The tattvas depict individuated human consciousness as none other than God’s supreme and unbounded Consciousness, albeit in a contracted and limited form. At the same time, they also describe how individuated consciousness can ascend back through those same levels of awareness to its infinite source. This is the purpose of spiritual practice: to ascend back through the tattvas, through God’s own emission and multiplicity, and achieve union with our Divine Source. The purification of the tattvas—the purification of our understanding of Consciousness itself—is the practice of Kundalini Yoga, the raising of the dormant vital energy and Consciousness back to its source.
One of the things I love most about this mandala is the prominence of the large lotus in the center, which represents both joy and the heart. This is a clear statement that the purpose of life is to experience the joy of living, that life is the expression of the unconditional joy of our own existence. That bliss is the state of unconditionality, the state of surrender. What this suggests is that we must discover that bliss, and that any condition that seems to be a barrier to that bliss represents our misunderstanding that it’s a barrier. In fact, it’s probably the doorway. The powers that emerge out of Shiva’s Consciousness are the same powers we use to discover that joy, and in discovering autonomous bliss, we can discover God.
If we’re not happy, we’re not going to find joy. We must truly love our life and find the simple happiness for the opportunity to discover the highest truth in ourselves. The things we’re attached to, reach for, and reject, are not what we need to live in joy. We need nothing to live in joy. When you find yourself reaching for something because part of you feels incomplete, stop reaching. Open your heart. Find that fullness inside. Then everything that’s part of your life is part of that same fullness.

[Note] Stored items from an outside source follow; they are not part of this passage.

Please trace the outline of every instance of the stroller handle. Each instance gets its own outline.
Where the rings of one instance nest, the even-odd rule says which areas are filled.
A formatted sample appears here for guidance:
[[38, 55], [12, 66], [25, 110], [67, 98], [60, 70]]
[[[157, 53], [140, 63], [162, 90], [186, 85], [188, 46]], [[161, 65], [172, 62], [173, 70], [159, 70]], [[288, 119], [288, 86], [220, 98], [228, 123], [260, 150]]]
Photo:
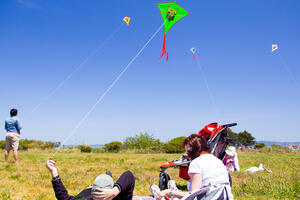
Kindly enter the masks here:
[[231, 123], [231, 124], [224, 124], [222, 126], [226, 126], [226, 127], [232, 127], [232, 126], [236, 126], [237, 123]]

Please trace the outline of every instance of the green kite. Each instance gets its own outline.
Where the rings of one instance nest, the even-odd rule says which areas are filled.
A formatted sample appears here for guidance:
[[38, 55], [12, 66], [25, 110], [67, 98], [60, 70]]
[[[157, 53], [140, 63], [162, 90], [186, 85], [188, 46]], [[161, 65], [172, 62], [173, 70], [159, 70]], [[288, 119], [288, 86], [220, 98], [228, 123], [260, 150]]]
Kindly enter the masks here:
[[163, 22], [164, 22], [164, 43], [162, 48], [162, 54], [160, 58], [163, 57], [164, 54], [167, 55], [167, 59], [169, 58], [169, 54], [166, 51], [166, 35], [168, 31], [174, 26], [176, 22], [178, 22], [181, 18], [185, 17], [189, 13], [178, 5], [175, 1], [174, 2], [165, 2], [165, 3], [157, 3], [157, 6], [160, 10]]

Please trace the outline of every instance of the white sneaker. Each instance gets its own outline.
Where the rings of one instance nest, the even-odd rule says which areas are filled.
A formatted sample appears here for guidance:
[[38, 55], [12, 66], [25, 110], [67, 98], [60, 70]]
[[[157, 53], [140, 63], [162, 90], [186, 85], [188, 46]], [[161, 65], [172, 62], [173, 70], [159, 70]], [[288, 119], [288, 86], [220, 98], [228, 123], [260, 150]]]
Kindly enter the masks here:
[[175, 181], [169, 180], [168, 189], [170, 189], [171, 191], [178, 191], [178, 188], [176, 187]]
[[154, 199], [158, 199], [159, 198], [159, 195], [158, 193], [160, 192], [160, 189], [157, 185], [150, 185], [150, 192], [152, 193]]

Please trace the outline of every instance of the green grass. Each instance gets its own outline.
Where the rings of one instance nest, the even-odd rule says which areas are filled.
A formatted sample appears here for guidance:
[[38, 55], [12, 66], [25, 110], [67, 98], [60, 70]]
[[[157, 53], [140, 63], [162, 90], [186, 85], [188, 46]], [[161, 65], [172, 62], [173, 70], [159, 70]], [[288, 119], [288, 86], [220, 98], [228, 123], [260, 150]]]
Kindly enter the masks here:
[[[0, 161], [0, 199], [55, 199], [51, 177], [45, 162], [51, 151], [19, 152], [20, 162], [14, 165]], [[180, 154], [80, 153], [77, 149], [59, 152], [55, 157], [59, 174], [70, 194], [78, 194], [90, 186], [95, 177], [107, 170], [116, 180], [125, 170], [136, 177], [135, 195], [150, 195], [149, 186], [158, 183], [159, 166]], [[240, 152], [241, 172], [232, 173], [235, 199], [300, 199], [300, 152]], [[249, 174], [245, 169], [263, 163], [273, 173]], [[181, 188], [186, 181], [178, 177], [178, 169], [166, 171]]]

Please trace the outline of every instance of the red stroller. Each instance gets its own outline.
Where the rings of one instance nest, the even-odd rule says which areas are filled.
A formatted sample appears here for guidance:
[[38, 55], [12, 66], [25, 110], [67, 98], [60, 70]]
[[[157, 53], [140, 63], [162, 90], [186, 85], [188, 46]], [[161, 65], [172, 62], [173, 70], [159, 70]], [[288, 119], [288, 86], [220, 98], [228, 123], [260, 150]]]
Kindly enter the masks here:
[[[208, 124], [199, 131], [198, 135], [206, 138], [211, 153], [220, 160], [223, 160], [226, 154], [226, 147], [231, 141], [231, 139], [229, 138], [228, 129], [229, 127], [236, 125], [236, 123], [224, 125], [218, 125], [217, 123]], [[170, 176], [165, 171], [169, 167], [179, 168], [179, 177], [185, 180], [189, 180], [190, 177], [188, 175], [188, 170], [190, 162], [191, 160], [189, 159], [189, 157], [184, 154], [180, 159], [176, 159], [161, 165], [159, 173], [159, 188], [161, 190], [164, 190], [168, 187]]]

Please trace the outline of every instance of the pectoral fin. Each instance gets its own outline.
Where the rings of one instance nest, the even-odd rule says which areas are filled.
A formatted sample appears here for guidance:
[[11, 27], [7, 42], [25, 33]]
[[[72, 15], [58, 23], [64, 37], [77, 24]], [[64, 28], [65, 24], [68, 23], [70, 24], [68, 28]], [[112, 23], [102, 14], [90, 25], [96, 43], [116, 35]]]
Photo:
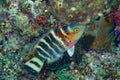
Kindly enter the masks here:
[[67, 50], [68, 55], [69, 55], [70, 57], [72, 57], [73, 54], [74, 54], [74, 51], [75, 51], [75, 46], [72, 46], [70, 49]]

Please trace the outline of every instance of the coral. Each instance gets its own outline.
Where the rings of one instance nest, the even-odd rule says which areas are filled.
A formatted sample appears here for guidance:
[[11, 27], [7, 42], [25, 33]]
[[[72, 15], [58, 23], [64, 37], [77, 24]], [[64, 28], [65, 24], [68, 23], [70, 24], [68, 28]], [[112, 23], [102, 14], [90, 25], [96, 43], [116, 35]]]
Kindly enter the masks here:
[[103, 15], [97, 16], [97, 18], [95, 17], [89, 25], [85, 36], [81, 39], [81, 44], [85, 50], [110, 50], [111, 42], [114, 40], [113, 20]]
[[[14, 54], [14, 55], [12, 55]], [[12, 59], [11, 59], [12, 58]], [[7, 56], [0, 55], [0, 79], [17, 80], [17, 75], [21, 68], [19, 66], [19, 55], [16, 53], [8, 53]]]
[[117, 11], [111, 12], [109, 15], [115, 22], [115, 29], [114, 29], [115, 41], [119, 43], [120, 42], [120, 11], [117, 10]]
[[66, 69], [57, 71], [55, 74], [55, 77], [57, 77], [58, 80], [76, 80], [75, 77], [69, 76], [68, 74], [66, 74]]
[[81, 74], [80, 79], [119, 79], [119, 67], [117, 65], [120, 63], [119, 58], [119, 53], [88, 51], [83, 55], [78, 67]]
[[63, 23], [89, 23], [105, 10], [105, 0], [53, 0], [50, 3], [52, 13]]
[[[49, 75], [47, 80], [107, 80], [119, 79], [119, 66], [120, 54], [110, 52], [96, 52], [90, 50], [82, 53], [81, 61], [79, 64], [71, 62], [70, 67], [58, 69]], [[80, 58], [77, 58], [80, 59]], [[71, 68], [74, 67], [74, 68]], [[71, 76], [71, 77], [69, 77]], [[68, 79], [69, 78], [69, 79]]]

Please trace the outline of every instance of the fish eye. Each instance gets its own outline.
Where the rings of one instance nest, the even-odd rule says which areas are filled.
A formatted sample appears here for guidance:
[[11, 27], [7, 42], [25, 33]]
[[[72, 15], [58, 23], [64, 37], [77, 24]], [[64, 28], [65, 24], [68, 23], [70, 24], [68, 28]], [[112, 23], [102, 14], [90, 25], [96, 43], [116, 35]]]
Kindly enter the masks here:
[[79, 28], [74, 28], [75, 33], [78, 33], [79, 31], [80, 31]]

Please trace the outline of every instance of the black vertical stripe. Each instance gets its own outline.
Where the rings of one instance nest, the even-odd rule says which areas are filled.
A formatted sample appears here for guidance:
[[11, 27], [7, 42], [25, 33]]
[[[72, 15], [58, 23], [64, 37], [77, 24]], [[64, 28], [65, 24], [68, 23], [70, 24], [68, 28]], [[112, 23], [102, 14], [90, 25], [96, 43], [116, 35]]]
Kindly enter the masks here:
[[40, 65], [37, 62], [35, 62], [35, 61], [30, 61], [30, 63], [34, 64], [37, 67], [40, 67]]
[[[47, 43], [49, 43], [49, 45], [50, 45], [58, 54], [61, 53], [61, 51], [58, 49], [58, 47], [56, 47], [56, 46], [53, 44], [54, 41], [50, 40], [48, 37], [45, 37], [44, 40], [45, 40]], [[60, 49], [61, 49], [61, 48], [60, 48]]]
[[46, 58], [40, 56], [39, 54], [41, 54], [41, 53], [37, 53], [37, 54], [35, 55], [35, 57], [37, 57], [40, 61], [42, 61], [42, 62], [44, 63], [44, 61], [46, 61]]
[[56, 44], [59, 44], [59, 42], [54, 38], [54, 36], [50, 33], [48, 34], [49, 38], [54, 41]]
[[48, 54], [46, 54], [42, 49], [40, 48], [36, 48], [37, 51], [39, 51], [39, 53], [41, 53], [41, 55], [43, 55], [46, 58], [50, 58], [50, 56]]
[[52, 56], [53, 58], [56, 57], [55, 53], [44, 43], [44, 42], [40, 42], [39, 46], [42, 46], [42, 48], [48, 53], [50, 54], [50, 56]]
[[63, 45], [54, 38], [54, 36], [50, 33], [49, 35], [49, 38], [52, 40], [51, 42], [54, 42], [55, 44], [57, 44], [60, 48], [64, 49]]
[[31, 68], [30, 66], [24, 65], [24, 68], [28, 71], [30, 71], [30, 73], [32, 73], [33, 75], [38, 74], [38, 72], [36, 70], [34, 70], [33, 68]]

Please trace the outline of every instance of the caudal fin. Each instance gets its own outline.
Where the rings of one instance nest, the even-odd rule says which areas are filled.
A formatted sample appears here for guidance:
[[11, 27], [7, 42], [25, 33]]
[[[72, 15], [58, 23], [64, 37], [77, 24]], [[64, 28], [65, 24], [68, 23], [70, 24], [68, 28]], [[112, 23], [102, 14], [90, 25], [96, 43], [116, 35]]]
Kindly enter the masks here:
[[38, 57], [33, 57], [25, 63], [25, 67], [33, 73], [39, 73], [44, 65]]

You may be reading this thinking, “It can’t be possible that I could simply live in joy.” But it is that very thought that limits the capacity to experience it. Spiritual sadhana is about transforming our perception of what is possible. Rudi once described God showing up and telling him:
“You must work and teach every day until the day you die. And never forget, you’re not here to serve the world; you’re here to serve me.” What an amazing message, from God himself, that if you mistake the world for the source of the world, you will never discover it. You must penetrate through and consume it. Rudi translated that into one of the most Tantric statements ever made: “Life must be consumed whole, with all its pain, joy, and sorrow.” Without negating any of it, he understood that God’s emission is the celebration of freedom and, at the same time, the obscuration of that freedom.
Every day I wake up and am amazed at the choice each of us has to live in a deeper dimension within ourselves, to truly surrender in the face of whatever adversity we may be facing, so that we recognize how precious and extraordinary life is simply because it allows us the opportunity to know God. The understandings and methods embedded within the iconography of Shiva’s Trident exist to help us in the search for that ultimate reality.
At this very moment, we have everything we need in our life to experience God’s Consciousness. All our practice, sacrifice, service, and surrender bring us to the recognition that we always had it all along. And that is the point of the Shiva’s Trident mandala: God’s emission creates this incredible multiplicity that can catch and confuse us. Instead of rejecting multiplicity or saying it’s unreal, we must discover its source. Ultimately, we must go through life to be free of it. We must go through duality to be free of duality. This is the fundamental canon of Tantric Shaivism. There isn’t God and the illusion of the world. There is only God. Liberation means understanding that there can be one and many at the same time.